Experimental and numerical study on seismic performance plate-reinforced and tapered-reduced composite joints

Abstract High-strength steel welded connection is characterized by large stiffness, insufficient rotation capacity of joints, and limited plastic deformability. Moreover, brittle failure will easily occur in joint welds during a strong earthquake. The improvement idea—“transition through plate connection” and “reduction of beam flange into a tapered shape (tapered reduction)”—for a beam flange can effectively enlarge the range of yield zone and protect beam-end welds from brittle failure while improving the deformability and energy-dissipating capacity of joints.
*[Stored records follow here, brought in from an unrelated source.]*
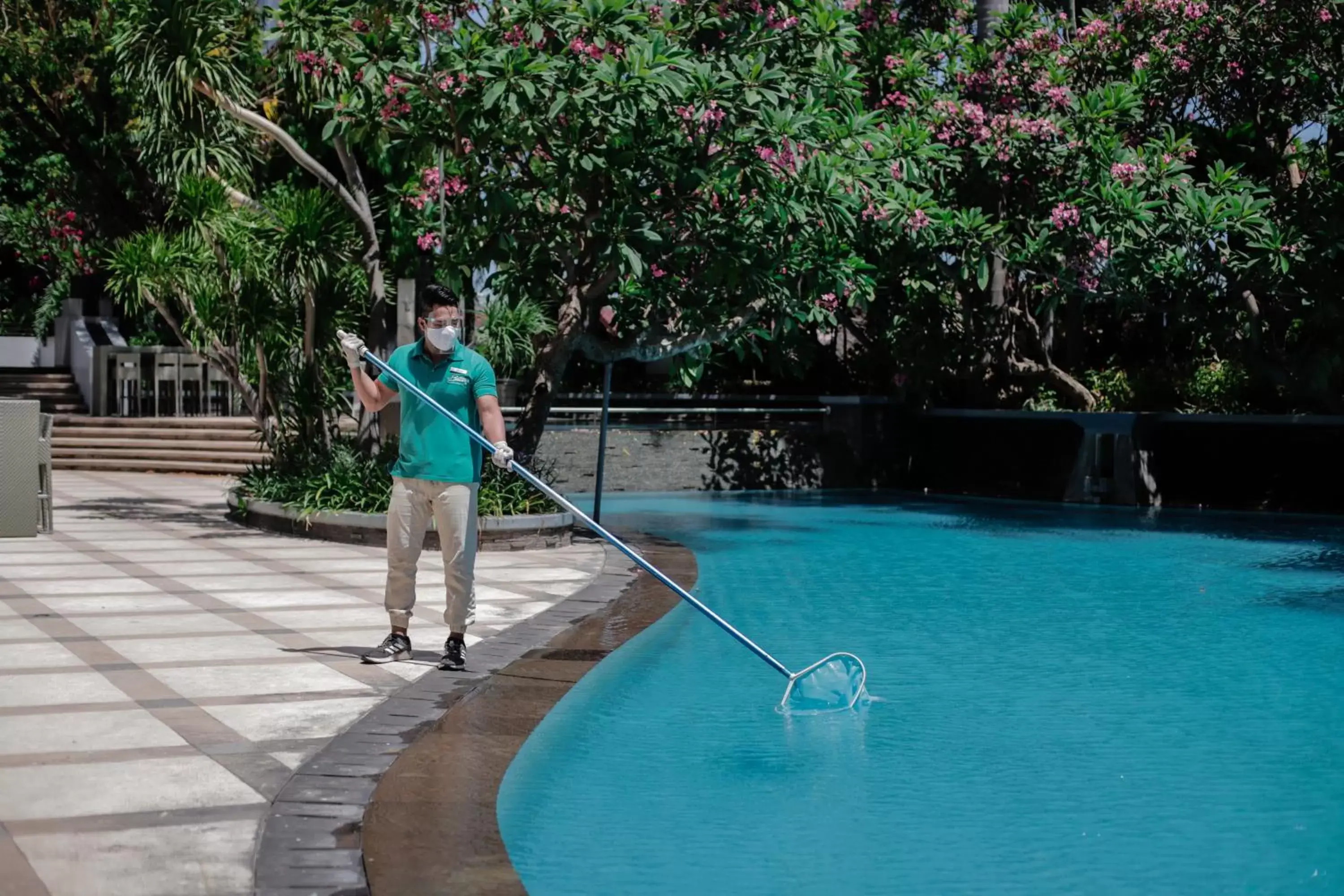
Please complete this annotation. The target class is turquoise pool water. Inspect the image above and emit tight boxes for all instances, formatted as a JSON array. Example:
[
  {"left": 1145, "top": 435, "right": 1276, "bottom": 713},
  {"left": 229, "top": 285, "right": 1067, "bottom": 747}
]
[{"left": 499, "top": 494, "right": 1344, "bottom": 896}]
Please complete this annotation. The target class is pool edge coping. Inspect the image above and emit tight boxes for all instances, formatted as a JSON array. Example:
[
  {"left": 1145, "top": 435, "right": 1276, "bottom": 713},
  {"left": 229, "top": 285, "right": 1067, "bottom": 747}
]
[
  {"left": 253, "top": 534, "right": 667, "bottom": 896},
  {"left": 364, "top": 536, "right": 699, "bottom": 896}
]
This study performed a low-cyclic loading test of five Q690 high-strength steel plate-reinforced and tapered-reduced composite joints. Their seismic performance indexes, such as bearing capacity, hysteretic behavior, stiffness, and ductility, were analyzed. The influencing laws of the different parameters on performances were discussed as well. Results indicated that the plastic energy consumption of composite joints was mainly concentrated in the tapered reduction zone, which could synchronously enter the plastic phase, thereby expanding the plastic yield area on the flange while realizing the outward shift of the plastic hinge and possibly improving the energy-dissipating capacity of the joints. When the reduced sectional width d increased by 40%, the ultimate bearing capacity of the joints was elevated by 20.63%, while the ductility coefficient was reduced by 10.69%. The ductility coefficient should be reduced by 10.69%, and reduced depth and length should be (0.6–0.7) bf and (0.6–0.95) hb, respectively.